The process of changing the existing brake shoe 46 of the shoe assembly 40 with a new one will be described herein below with reference to FIG. 9. When it is desired to replace the existing brake shoe 46, the handle H of the resetting means 50 is rotated. The reset member 73 of the resetting means 50 is thus rotated, and the rotating force of the reset member 73 is transmitted to the reset plunger 71 and the reset ring 63, thus moving the reset plunger 71 and the reset ring 63 in a forward direction.

Therefore, the leader nut 29 that comes into contact with the front end of the reset ring 63 is moved in the same direction.

When the reset member 73 returns to its original position, both the reset plunger 71 and the reset ring 63 elastically return to their original positions via a reset spring 53 which is installed between the reset ring 63 and the self-adjusting device 20.

In such a case, the brake shoe assembly 40 also returns to its original position.

Therefore, the spring sleeve 27 and the guide bushing 34 are spaced apart from the leader nut 29 and the adjusting nut 24, respectively, so that both the adjusting nut 24 and the leader nut 29 become rotatable. Therefore, the adjusting screw 25 is rotated to move backward in the brake unit 100 by the torsion spring 48 of the shoe assembly 40.

Due to the backward movement of the adjusting screw 25, the shoe assembly 40 including the shoe holder 44 and the brake shoe 46, except for the shoe holder link 42 of the assembly 40, is retracted from the wheel tread, thus defining a space between the brake shoe 46 of the shoe assembly 40 and the wheel tread, and allowing a worker to easily and conveniently replace the brake shoe.

In the present invention, the resetting means 50 includes the control socket 61, the cam-type reset member 73, and the reset ring 63. The control socket 61 limits a backward movement of the flange 27a of the spring sleeve 27, and rotatably supports the reset member 73. The reset ring 63 comes into indirect contact with the reset member 73 through the needle bearing B, so that the reset ring 63 is moved along with the reset member 73. The reset ring 63 is also brought into selective contact with the leader nut 29 of the self-adjusting device 20, thus selectively moving the leader nut 29.

That is, the resetting means 50 according to the present invention cooperates with the self-adjusting device 20 through a nut and bolt mechanism, thus automatically adjusting the clearance between the brake shoe 46 of the shoe assembly 40 and the wheel tread Wl so as to maintain a normal clearance.
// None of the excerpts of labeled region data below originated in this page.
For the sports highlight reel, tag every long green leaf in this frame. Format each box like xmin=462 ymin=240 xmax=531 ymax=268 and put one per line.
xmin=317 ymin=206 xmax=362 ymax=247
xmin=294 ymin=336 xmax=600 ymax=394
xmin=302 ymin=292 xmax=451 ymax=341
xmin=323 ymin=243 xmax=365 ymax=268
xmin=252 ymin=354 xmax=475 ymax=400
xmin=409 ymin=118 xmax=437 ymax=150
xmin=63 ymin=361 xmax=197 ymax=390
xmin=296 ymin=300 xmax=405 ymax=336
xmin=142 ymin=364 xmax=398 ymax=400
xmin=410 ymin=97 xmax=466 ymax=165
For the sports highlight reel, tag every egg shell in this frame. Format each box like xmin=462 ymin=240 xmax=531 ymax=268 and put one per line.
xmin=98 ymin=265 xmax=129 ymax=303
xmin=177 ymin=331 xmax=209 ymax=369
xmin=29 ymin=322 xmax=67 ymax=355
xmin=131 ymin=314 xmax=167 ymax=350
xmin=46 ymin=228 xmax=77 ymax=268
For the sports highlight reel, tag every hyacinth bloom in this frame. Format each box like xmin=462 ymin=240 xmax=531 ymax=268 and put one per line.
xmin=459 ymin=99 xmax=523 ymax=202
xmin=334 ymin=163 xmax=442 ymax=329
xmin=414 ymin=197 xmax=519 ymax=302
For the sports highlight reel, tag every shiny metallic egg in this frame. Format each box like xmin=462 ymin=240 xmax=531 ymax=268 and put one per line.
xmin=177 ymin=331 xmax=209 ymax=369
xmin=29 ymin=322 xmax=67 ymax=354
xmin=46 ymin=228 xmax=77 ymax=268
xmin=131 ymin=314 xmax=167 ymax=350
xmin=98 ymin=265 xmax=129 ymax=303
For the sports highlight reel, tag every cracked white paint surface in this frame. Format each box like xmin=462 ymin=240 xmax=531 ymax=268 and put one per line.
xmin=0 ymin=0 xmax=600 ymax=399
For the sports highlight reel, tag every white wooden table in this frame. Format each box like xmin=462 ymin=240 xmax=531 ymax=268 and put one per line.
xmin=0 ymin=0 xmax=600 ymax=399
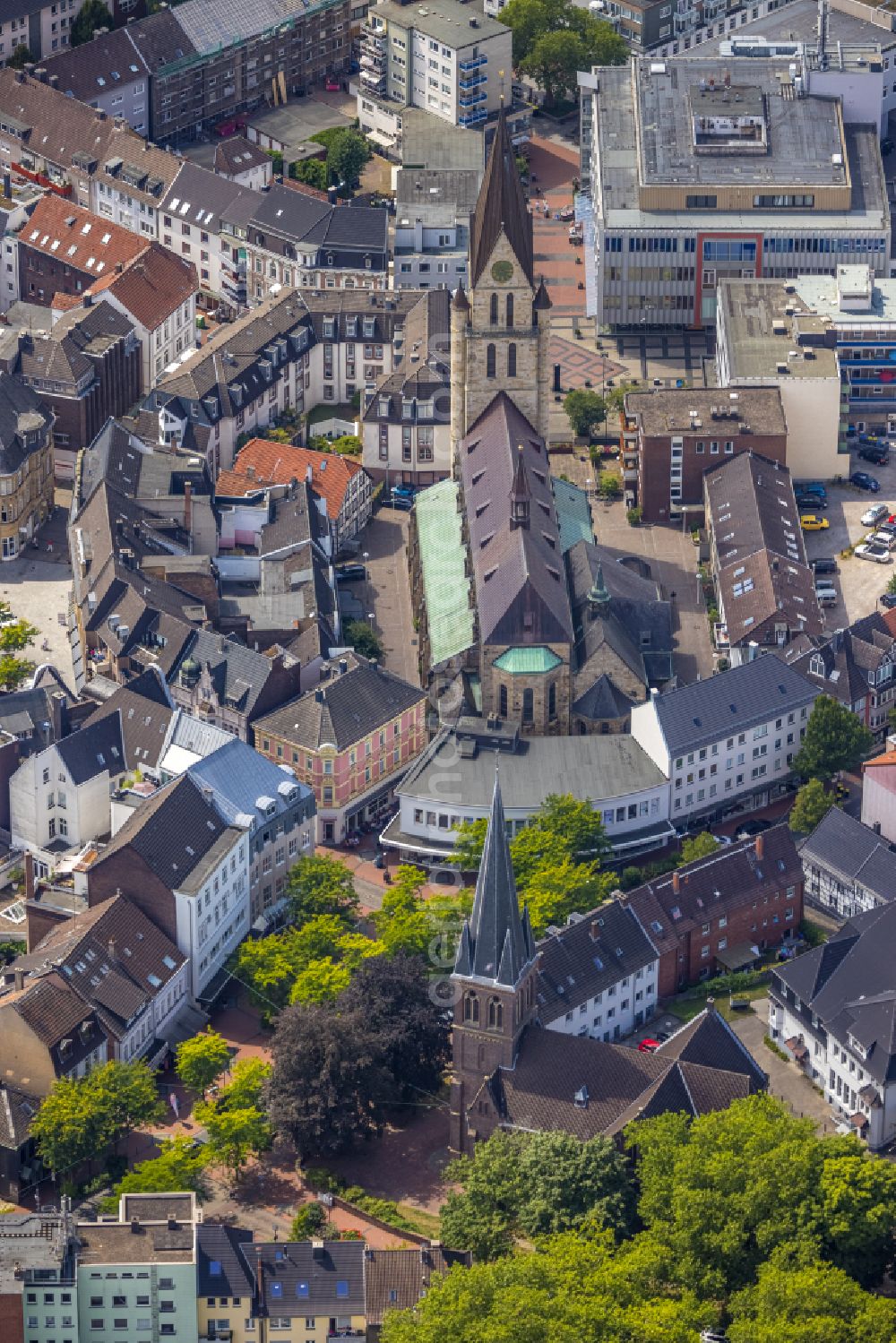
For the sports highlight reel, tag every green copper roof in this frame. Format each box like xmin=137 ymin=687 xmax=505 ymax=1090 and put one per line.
xmin=495 ymin=648 xmax=562 ymax=676
xmin=414 ymin=479 xmax=473 ymax=667
xmin=551 ymin=476 xmax=594 ymax=555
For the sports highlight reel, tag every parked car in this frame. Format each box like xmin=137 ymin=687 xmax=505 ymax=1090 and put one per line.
xmin=735 ymin=819 xmax=771 ymax=839
xmin=853 ymin=541 xmax=892 ymax=564
xmin=858 ymin=443 xmax=890 ymax=466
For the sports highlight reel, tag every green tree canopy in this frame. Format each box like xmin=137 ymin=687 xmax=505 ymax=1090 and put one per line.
xmin=788 ymin=779 xmax=834 ymax=835
xmin=677 ymin=830 xmax=719 ymax=867
xmin=794 ymin=694 xmax=874 ymax=781
xmin=342 ymin=621 xmax=383 ymax=661
xmin=442 ymin=1130 xmax=634 ymax=1262
xmin=175 ymin=1026 xmax=229 ymax=1096
xmin=70 ymin=0 xmax=114 ymax=47
xmin=286 ymin=853 xmax=358 ymax=928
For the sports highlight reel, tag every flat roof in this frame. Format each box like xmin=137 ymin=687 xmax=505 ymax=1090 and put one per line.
xmin=584 ymin=56 xmax=890 ymax=234
xmin=716 ymin=280 xmax=839 ymax=381
xmin=626 ymin=387 xmax=788 ymax=436
xmin=368 ymin=0 xmax=511 ymax=48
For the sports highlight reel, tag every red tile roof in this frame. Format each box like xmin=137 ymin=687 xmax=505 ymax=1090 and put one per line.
xmin=216 ymin=438 xmax=363 ymax=521
xmin=19 ymin=192 xmax=146 ymax=277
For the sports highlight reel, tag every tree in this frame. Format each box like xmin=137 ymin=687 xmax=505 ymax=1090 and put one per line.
xmin=6 ymin=41 xmax=35 ymax=70
xmin=520 ymin=30 xmax=589 ymax=108
xmin=103 ymin=1135 xmax=208 ymax=1213
xmin=442 ymin=1130 xmax=634 ymax=1261
xmin=286 ymin=853 xmax=358 ymax=928
xmin=794 ymin=694 xmax=874 ymax=780
xmin=382 ymin=1233 xmax=719 ymax=1343
xmin=269 ymin=1003 xmax=392 ymax=1158
xmin=727 ymin=1254 xmax=896 ymax=1343
xmin=677 ymin=830 xmax=719 ymax=867
xmin=626 ymin=1095 xmax=896 ymax=1299
xmin=563 ymin=387 xmax=607 ymax=435
xmin=342 ymin=621 xmax=383 ymax=661
xmin=175 ymin=1026 xmax=229 ymax=1096
xmin=788 ymin=779 xmax=834 ymax=835
xmin=68 ymin=0 xmax=113 ymax=47
xmin=326 ymin=126 xmax=371 ymax=188
xmin=339 ymin=952 xmax=450 ymax=1106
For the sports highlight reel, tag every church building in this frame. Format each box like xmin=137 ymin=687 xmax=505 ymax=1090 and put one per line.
xmin=409 ymin=116 xmax=672 ymax=736
xmin=449 ymin=776 xmax=767 ymax=1155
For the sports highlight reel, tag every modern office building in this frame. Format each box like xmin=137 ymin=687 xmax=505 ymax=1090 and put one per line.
xmin=578 ymin=55 xmax=890 ymax=326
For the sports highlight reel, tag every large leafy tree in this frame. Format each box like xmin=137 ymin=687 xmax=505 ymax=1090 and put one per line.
xmin=794 ymin=694 xmax=874 ymax=780
xmin=286 ymin=853 xmax=358 ymax=926
xmin=269 ymin=1003 xmax=393 ymax=1158
xmin=339 ymin=952 xmax=450 ymax=1106
xmin=442 ymin=1131 xmax=634 ymax=1261
xmin=727 ymin=1254 xmax=896 ymax=1343
xmin=175 ymin=1028 xmax=229 ymax=1096
xmin=788 ymin=779 xmax=834 ymax=835
xmin=627 ymin=1096 xmax=896 ymax=1297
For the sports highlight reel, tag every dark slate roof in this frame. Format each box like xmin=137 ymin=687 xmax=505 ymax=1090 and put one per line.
xmin=644 ymin=656 xmax=818 ymax=756
xmin=470 ymin=111 xmax=535 ymax=288
xmin=56 ymin=713 xmax=127 ymax=787
xmin=196 ymin=1222 xmax=255 ymax=1295
xmin=240 ymin=1241 xmax=364 ymax=1316
xmin=254 ymin=654 xmax=425 ymax=751
xmin=536 ymin=900 xmax=657 ymax=1026
xmin=454 ymin=773 xmax=535 ymax=987
xmin=94 ymin=773 xmax=237 ymax=889
xmin=491 ymin=1012 xmax=766 ymax=1139
xmin=460 ymin=392 xmax=573 ymax=646
xmin=622 ymin=824 xmax=802 ymax=937
xmin=359 ymin=1245 xmax=470 ymax=1329
xmin=772 ymin=904 xmax=896 ymax=1085
xmin=801 ymin=807 xmax=896 ymax=904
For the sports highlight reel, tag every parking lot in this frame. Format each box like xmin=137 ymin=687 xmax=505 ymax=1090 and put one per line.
xmin=802 ymin=452 xmax=896 ymax=630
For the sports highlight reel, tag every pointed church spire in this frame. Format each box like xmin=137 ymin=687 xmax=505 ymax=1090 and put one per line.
xmin=470 ymin=108 xmax=535 ymax=288
xmin=454 ymin=770 xmax=533 ymax=988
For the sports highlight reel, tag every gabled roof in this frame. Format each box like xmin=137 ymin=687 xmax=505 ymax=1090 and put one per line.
xmin=801 ymin=807 xmax=896 ymax=904
xmin=470 ymin=110 xmax=535 ymax=288
xmin=254 ymin=654 xmax=426 ymax=751
xmin=454 ymin=773 xmax=535 ymax=987
xmin=651 ymin=657 xmax=818 ymax=756
xmin=460 ymin=392 xmax=573 ymax=645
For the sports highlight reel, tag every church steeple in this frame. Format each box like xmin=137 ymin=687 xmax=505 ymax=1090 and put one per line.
xmin=470 ymin=108 xmax=535 ymax=288
xmin=454 ymin=773 xmax=535 ymax=988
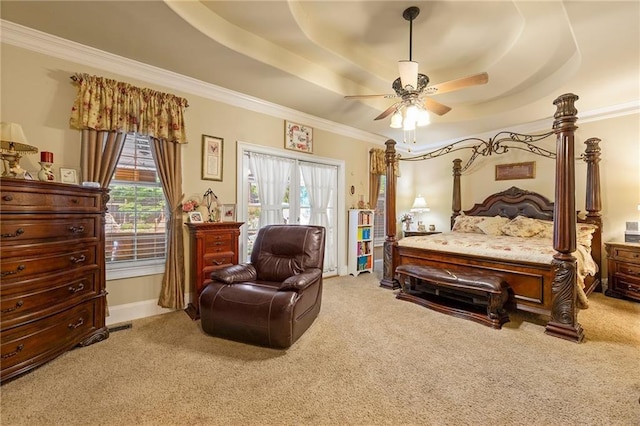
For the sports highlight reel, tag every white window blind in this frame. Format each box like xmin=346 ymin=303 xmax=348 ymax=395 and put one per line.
xmin=105 ymin=133 xmax=167 ymax=275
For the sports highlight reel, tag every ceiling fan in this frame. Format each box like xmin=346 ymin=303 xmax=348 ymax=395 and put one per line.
xmin=345 ymin=6 xmax=489 ymax=126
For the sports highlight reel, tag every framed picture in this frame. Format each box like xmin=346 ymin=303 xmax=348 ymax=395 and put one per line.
xmin=189 ymin=212 xmax=204 ymax=223
xmin=202 ymin=135 xmax=224 ymax=181
xmin=60 ymin=167 xmax=78 ymax=185
xmin=496 ymin=161 xmax=536 ymax=180
xmin=284 ymin=121 xmax=313 ymax=154
xmin=221 ymin=204 xmax=236 ymax=222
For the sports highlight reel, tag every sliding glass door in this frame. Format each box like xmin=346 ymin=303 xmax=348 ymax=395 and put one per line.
xmin=238 ymin=143 xmax=343 ymax=276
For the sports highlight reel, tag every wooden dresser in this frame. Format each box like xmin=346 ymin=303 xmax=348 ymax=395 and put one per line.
xmin=605 ymin=242 xmax=640 ymax=301
xmin=185 ymin=222 xmax=244 ymax=320
xmin=0 ymin=178 xmax=109 ymax=382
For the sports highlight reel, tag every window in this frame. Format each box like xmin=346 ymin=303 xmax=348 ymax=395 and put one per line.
xmin=373 ymin=175 xmax=387 ymax=245
xmin=105 ymin=133 xmax=167 ymax=279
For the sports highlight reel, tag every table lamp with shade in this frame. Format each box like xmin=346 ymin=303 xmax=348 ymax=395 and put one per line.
xmin=410 ymin=194 xmax=430 ymax=231
xmin=0 ymin=122 xmax=38 ymax=179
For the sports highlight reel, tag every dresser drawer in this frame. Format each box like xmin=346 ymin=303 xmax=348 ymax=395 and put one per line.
xmin=0 ymin=186 xmax=102 ymax=213
xmin=613 ymin=247 xmax=640 ymax=265
xmin=0 ymin=243 xmax=97 ymax=287
xmin=0 ymin=301 xmax=97 ymax=377
xmin=0 ymin=214 xmax=102 ymax=247
xmin=611 ymin=274 xmax=640 ymax=299
xmin=203 ymin=232 xmax=235 ymax=253
xmin=0 ymin=270 xmax=100 ymax=331
xmin=614 ymin=262 xmax=640 ymax=280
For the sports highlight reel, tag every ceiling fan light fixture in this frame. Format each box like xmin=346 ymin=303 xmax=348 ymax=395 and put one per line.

When a replacement of the brake shoe 46 is desired, the reset ring 63 is moved toward the wheel tread so as to move the adjusting screw 25 backward, thus enlarging the space between the brake shoe 46 and the wheel tread W 1.

In the present invention, the reset housing 75 of the resetting means 50 is preferably assembled with the self-adjusting device 20 through a screw-type engagement.

Industrial Applicability As described above, the present invention provides a tread brake unit having a resetting means in its self-adjusting device. The tread brake unit is designed such that the resetting means is installed in the back of the self-adjusting device so as to allow the brake shoe assembly of the brake unit to be moved in response to operation of the resetting means. Due to the resetting means, it is easy to create a substantial space

between the brake shoe of the shoe assembly and the wheel tread, thus allowing a worker to easily and conveniently replace the brake shoe with improved work efficiency. The tread brake unit also allows the replacement of the brake shoe to be simply accomplished without forcing the worker to forcibly space the shoe assembly apart from the wheel tread by using a separate tool, thus simplifying the process of replacing the brake shoe and reducing the time consumption during the brake shoe replacing process.